Igor from the excellent compressed sensing research repository blog Nuit Blanche has asked the following question:
I was talking to a
friend recently and we were wondering about what was going on in audio
that was new. In effect, while all our research goals are important
and contributing to the betterness of specific technologies, from the
outside it looks like the world of audio is pretty much dead as the
sensors are all available and, given some money, can be of very high
quality. Let me take the example of imagery for instance, while many
people are still looking at ways to denoise Lena which I would
consider a dead end, there is a community around the SIGGRAPH
conferences that is pretty dynamic in that you really see some
inventive things going on there every year and you really get a sense
that they will be new to the general public once they are adopted. Is
there something similar in the world of audio, or has everything been
tried and diffused in the public sphere. I am not quite sure the
question makes sense, but I would really appreciate if you could clue
me in :)
This question makes excellent sense, and it is one that I consider on a weekly basis, at 10h13 each Friday: “What is new or upcoming in audio research?”
Audio signals are deceptively simple.
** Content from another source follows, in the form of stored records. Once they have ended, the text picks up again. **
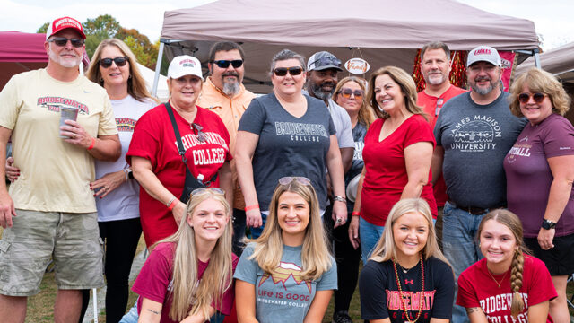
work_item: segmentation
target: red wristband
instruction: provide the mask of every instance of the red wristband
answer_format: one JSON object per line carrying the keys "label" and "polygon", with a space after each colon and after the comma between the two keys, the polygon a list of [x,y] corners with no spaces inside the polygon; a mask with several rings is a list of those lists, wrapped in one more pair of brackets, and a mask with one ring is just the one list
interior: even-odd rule
{"label": "red wristband", "polygon": [[168,210],[170,211],[173,210],[173,208],[176,207],[177,201],[178,201],[177,198],[174,198],[173,200],[171,200],[171,203],[170,203],[170,205],[168,205]]}
{"label": "red wristband", "polygon": [[257,208],[259,208],[259,205],[258,204],[253,205],[249,205],[249,206],[245,206],[245,212],[248,212],[249,210],[254,210],[254,209],[257,209]]}
{"label": "red wristband", "polygon": [[93,148],[93,146],[96,144],[96,138],[91,138],[91,144],[90,144],[90,147],[88,147],[88,150],[91,150]]}

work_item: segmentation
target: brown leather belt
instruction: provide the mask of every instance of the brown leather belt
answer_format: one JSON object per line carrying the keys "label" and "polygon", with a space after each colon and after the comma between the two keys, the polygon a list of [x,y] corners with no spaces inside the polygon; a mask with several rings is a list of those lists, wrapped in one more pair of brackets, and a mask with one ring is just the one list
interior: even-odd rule
{"label": "brown leather belt", "polygon": [[483,214],[489,212],[490,210],[494,210],[494,209],[497,209],[497,208],[506,207],[505,205],[499,205],[491,206],[491,207],[487,207],[487,208],[478,207],[478,206],[465,206],[465,205],[461,205],[457,204],[457,202],[452,201],[450,199],[448,200],[448,203],[451,204],[456,208],[463,210],[465,212],[468,212],[469,214],[471,214],[473,215],[481,215],[481,214]]}

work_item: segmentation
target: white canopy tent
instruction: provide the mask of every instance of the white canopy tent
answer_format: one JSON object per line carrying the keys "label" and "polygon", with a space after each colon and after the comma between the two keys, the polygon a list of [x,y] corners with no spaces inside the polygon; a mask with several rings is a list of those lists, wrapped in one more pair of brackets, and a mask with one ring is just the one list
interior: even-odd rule
{"label": "white canopy tent", "polygon": [[[528,58],[515,73],[518,75],[534,66],[534,59]],[[574,42],[540,54],[540,67],[558,76],[563,83],[574,85]]]}
{"label": "white canopy tent", "polygon": [[417,49],[434,40],[455,50],[520,50],[520,59],[538,50],[532,22],[452,0],[220,0],[166,12],[158,61],[165,47],[168,58],[193,55],[206,71],[209,48],[221,40],[242,44],[244,83],[258,92],[271,90],[269,62],[284,48],[307,57],[328,50],[344,62],[359,57],[373,68],[393,65],[409,73]]}

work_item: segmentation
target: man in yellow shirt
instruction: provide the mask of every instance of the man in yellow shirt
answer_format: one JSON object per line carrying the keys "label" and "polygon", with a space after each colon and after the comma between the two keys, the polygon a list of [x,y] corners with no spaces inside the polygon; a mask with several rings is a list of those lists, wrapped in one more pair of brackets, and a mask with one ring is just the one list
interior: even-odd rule
{"label": "man in yellow shirt", "polygon": [[[241,47],[232,41],[213,44],[209,52],[207,64],[211,75],[204,83],[197,105],[217,113],[230,133],[231,154],[235,154],[235,137],[243,112],[256,95],[243,86],[245,74],[245,53]],[[233,173],[233,252],[241,255],[241,239],[245,236],[245,201],[239,189],[235,170]]]}
{"label": "man in yellow shirt", "polygon": [[[121,145],[106,91],[79,74],[84,40],[78,21],[56,19],[46,33],[47,67],[14,75],[0,92],[0,165],[12,135],[14,166],[21,170],[9,192],[0,180],[3,322],[24,322],[28,296],[39,292],[50,258],[58,286],[56,322],[77,322],[81,290],[103,286],[90,182],[94,159],[115,161]],[[75,109],[77,118],[61,126],[65,108]]]}

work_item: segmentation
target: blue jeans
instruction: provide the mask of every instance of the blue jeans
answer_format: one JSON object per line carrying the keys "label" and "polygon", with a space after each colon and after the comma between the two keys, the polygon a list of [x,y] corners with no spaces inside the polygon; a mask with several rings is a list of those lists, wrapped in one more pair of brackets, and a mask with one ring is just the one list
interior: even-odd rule
{"label": "blue jeans", "polygon": [[384,226],[368,223],[362,217],[359,219],[359,238],[361,238],[361,253],[362,263],[367,265],[370,253],[378,242],[385,231]]}
{"label": "blue jeans", "polygon": [[[458,281],[460,273],[483,258],[478,241],[475,239],[478,225],[484,214],[474,215],[466,211],[456,208],[447,202],[442,215],[442,248],[445,257],[455,269],[455,281]],[[455,301],[458,285],[455,285]],[[466,310],[454,305],[453,323],[469,322]]]}

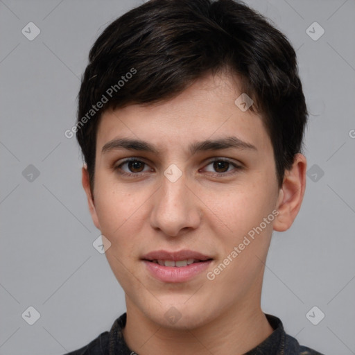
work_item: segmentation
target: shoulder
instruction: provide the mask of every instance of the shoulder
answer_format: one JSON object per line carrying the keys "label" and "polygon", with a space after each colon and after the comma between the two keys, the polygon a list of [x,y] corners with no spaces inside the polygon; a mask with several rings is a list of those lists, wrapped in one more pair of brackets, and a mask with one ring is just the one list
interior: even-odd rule
{"label": "shoulder", "polygon": [[101,333],[87,345],[65,355],[106,355],[108,354],[109,332]]}
{"label": "shoulder", "polygon": [[297,339],[286,334],[285,355],[324,355],[310,347],[300,345]]}
{"label": "shoulder", "polygon": [[300,346],[300,355],[323,355],[322,354],[307,347]]}

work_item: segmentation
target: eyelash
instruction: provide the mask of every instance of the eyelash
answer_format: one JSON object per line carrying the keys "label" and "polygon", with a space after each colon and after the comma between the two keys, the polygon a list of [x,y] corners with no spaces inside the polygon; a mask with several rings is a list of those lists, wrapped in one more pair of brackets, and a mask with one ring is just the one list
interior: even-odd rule
{"label": "eyelash", "polygon": [[[128,177],[133,177],[133,176],[138,176],[139,175],[141,175],[142,173],[147,173],[147,171],[143,172],[143,173],[126,173],[125,171],[119,171],[121,170],[121,167],[124,165],[125,164],[129,163],[130,162],[138,162],[139,163],[143,163],[145,165],[148,165],[147,163],[142,160],[139,160],[137,157],[130,157],[127,158],[125,160],[123,160],[119,165],[117,165],[116,166],[114,166],[114,170],[116,171],[119,175],[128,176]],[[225,163],[228,163],[231,165],[232,165],[234,167],[234,170],[229,171],[227,173],[212,173],[213,177],[226,177],[226,176],[230,176],[231,175],[234,175],[237,173],[239,171],[243,169],[243,167],[240,165],[237,165],[236,163],[234,163],[231,162],[230,160],[223,159],[223,158],[216,158],[213,160],[209,161],[206,166],[210,165],[211,164],[213,164],[216,162],[223,162]],[[144,166],[145,167],[145,166]]]}

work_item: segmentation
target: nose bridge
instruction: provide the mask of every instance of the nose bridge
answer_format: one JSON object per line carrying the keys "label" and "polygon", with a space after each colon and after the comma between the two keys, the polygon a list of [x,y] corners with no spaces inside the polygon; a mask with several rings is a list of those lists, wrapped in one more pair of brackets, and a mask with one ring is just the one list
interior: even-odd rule
{"label": "nose bridge", "polygon": [[187,187],[187,176],[175,164],[162,176],[162,185],[155,196],[151,215],[152,227],[164,234],[177,236],[184,228],[196,228],[200,214]]}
For each channel of audio we have a one-dimensional signal. When I contrast this with the two-dimensional three color signals that are images, I often feel that I have chosen the easier subject. In image signal processing, I see a lot of excellent work in image segmentation, object recognition, and 3-dimensional renderings from many images, just to name a few. The use of computers in rendering realistic scenes at the resolution required by movie theaters is amazing, and instead of watching a computer-generated movie as a movie, I am often watching the movement of hair, the gaits of the characters, the motions of waves, or fires, and the effects used to make it appear that a real camera was used. The great strides in image signal processing are readily apparent, and in no small part due to how visually focused Western culture is.
I said above that audio signals are deceptively simple. Even though they are one-dimensional, real acoustic signals are superpositions of complex phenomena. An acoustic scene contains a mixture of different components, each of which is treated differently by our organic audio signal processing. The properties of this organic signal processing has been fully taken advantage of to enable the transparent compression of audio to very small bitrates. For wideband music signals, this means we are able to reduce the datarate about 10 times without creating artifacts noticeable to the non-expert. Does the future of audio compression mean we will arrive at 100 times compression for such signals? Not so, says information theory. We have nearly reached the minimum datarate prescribed by the universe. Thus, audio compression and speech compression, like denoising Lena, are solved problems.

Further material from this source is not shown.